Question

How do you simplify `\frac { 2^ { 3} + 2^ { 7} + 2^ { 9} } { 2^ { 2} + 2^ { 6} + 2^ { 8} }`?

Answer 1

2

Explanation:

Expresion `= (2^3+2^7+2^9)/(2^2+2^6+2^8)`

`= (2^3(1+2^4+2^6))/(2^2(1+2^4+2^6))`

`= (2^3cancel((1+2^4+2^6)))/(2^2cancel((1+2^4+2^6)))`

`= 2^(3-2)= 2^1`

`=2`

Answer 2

Factor out a `2` from the numerator to obtain an answer of `2`.

Explanation:

Comparing the exponents in the numerator and denominator, we notice that the each of the exponents in the numerator are one greater than the exponents in the denominator (`2^3=2^(1+2)`, `2^7=2^(1+6)`, `2^9=2^(1+8)`).

We can use this pattern, along with the following law of exponents:

`a^(x+y)=a^xa^y`

to rewrite the fraction as `(2*2^2+2*2^6+2*2^8)/(2^2+2^6+2^8)`.

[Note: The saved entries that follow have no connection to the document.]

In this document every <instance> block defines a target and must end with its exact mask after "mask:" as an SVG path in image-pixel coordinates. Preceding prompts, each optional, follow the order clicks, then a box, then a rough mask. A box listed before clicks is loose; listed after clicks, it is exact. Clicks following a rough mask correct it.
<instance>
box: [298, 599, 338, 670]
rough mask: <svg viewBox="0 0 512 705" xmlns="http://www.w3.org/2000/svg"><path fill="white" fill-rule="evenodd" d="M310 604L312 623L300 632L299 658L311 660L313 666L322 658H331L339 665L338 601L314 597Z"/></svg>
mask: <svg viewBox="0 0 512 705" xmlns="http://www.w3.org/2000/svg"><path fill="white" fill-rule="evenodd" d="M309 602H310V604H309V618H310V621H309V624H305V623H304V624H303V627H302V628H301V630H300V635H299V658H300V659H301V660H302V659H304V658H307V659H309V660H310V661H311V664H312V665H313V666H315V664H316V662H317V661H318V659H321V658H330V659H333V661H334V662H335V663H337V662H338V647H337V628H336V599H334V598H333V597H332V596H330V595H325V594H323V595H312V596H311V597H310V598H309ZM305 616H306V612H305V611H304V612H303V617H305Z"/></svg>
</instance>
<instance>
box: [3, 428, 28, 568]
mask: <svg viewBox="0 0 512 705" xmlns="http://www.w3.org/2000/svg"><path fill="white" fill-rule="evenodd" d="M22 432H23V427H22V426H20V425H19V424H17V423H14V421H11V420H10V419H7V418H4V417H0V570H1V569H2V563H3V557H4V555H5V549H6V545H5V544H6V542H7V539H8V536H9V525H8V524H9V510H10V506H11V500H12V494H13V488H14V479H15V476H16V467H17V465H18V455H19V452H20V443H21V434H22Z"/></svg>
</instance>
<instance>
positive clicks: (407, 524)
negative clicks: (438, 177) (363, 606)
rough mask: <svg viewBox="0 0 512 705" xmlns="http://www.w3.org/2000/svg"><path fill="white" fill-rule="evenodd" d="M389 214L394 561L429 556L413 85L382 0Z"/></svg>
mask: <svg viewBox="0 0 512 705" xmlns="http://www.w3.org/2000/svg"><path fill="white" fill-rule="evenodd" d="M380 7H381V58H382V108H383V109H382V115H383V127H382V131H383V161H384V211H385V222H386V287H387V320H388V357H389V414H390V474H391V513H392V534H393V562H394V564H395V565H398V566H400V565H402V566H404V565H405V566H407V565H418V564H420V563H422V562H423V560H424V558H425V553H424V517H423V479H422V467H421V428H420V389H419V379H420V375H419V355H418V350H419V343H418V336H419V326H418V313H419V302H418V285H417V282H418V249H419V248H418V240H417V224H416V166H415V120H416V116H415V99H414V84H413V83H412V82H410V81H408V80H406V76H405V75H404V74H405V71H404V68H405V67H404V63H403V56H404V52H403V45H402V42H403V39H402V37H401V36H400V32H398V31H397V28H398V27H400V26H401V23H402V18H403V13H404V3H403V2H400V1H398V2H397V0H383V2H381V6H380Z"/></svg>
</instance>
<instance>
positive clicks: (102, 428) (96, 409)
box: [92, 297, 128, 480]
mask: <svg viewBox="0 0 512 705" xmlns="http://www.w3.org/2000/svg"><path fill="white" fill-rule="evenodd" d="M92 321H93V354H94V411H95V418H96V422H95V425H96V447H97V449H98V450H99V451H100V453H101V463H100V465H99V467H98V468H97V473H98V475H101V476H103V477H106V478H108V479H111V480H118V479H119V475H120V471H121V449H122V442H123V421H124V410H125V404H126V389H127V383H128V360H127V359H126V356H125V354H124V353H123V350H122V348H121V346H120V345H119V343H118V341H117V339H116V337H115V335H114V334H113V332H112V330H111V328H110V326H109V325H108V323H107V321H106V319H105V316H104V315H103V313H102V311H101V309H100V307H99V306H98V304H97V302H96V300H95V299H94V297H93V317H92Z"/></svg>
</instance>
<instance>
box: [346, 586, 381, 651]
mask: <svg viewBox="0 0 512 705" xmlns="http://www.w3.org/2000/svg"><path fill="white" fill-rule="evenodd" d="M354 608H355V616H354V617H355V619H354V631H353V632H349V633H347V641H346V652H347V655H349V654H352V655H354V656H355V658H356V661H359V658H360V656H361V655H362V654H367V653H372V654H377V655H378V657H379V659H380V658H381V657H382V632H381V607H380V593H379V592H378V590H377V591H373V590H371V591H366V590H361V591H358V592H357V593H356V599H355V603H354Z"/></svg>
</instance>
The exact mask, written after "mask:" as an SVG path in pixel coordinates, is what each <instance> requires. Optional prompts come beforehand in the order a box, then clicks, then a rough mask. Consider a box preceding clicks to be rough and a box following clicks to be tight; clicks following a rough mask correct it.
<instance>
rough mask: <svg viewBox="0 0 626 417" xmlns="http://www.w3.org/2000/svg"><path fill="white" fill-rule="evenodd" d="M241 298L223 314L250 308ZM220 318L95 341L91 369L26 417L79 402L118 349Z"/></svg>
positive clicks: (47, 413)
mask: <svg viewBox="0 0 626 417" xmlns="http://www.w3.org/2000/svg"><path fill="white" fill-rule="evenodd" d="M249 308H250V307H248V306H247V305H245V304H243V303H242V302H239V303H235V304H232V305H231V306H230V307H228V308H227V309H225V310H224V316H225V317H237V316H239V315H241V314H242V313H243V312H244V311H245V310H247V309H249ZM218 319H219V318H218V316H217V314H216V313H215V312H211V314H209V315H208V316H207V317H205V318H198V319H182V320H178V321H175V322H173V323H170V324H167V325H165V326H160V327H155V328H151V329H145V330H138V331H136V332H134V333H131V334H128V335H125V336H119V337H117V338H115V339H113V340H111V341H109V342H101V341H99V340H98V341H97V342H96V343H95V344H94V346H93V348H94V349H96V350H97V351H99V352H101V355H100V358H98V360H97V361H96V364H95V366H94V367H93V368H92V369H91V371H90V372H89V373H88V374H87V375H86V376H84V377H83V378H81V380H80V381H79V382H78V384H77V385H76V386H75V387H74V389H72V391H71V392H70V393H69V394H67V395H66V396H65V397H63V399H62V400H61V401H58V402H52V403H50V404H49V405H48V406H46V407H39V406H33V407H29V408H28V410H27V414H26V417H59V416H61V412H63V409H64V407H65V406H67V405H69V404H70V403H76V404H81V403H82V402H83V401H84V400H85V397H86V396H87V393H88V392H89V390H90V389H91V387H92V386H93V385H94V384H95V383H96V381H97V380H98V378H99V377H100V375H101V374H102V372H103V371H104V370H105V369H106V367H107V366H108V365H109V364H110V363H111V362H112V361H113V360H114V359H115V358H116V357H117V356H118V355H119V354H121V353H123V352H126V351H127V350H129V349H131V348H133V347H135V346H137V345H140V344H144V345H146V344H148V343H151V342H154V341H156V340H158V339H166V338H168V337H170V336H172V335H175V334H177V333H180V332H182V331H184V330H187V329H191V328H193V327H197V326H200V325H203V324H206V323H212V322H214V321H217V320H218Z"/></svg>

From here, we can factor a 2 out in the numerator to obtain

`2*(2^2+2^6+2^8)/(2^2+2^6+2^8)`

and, since the numerator and denominator of the fraction on the right are equivalent, the fraction simply becomes `1`, leaving us with `2*1=2` as our answer.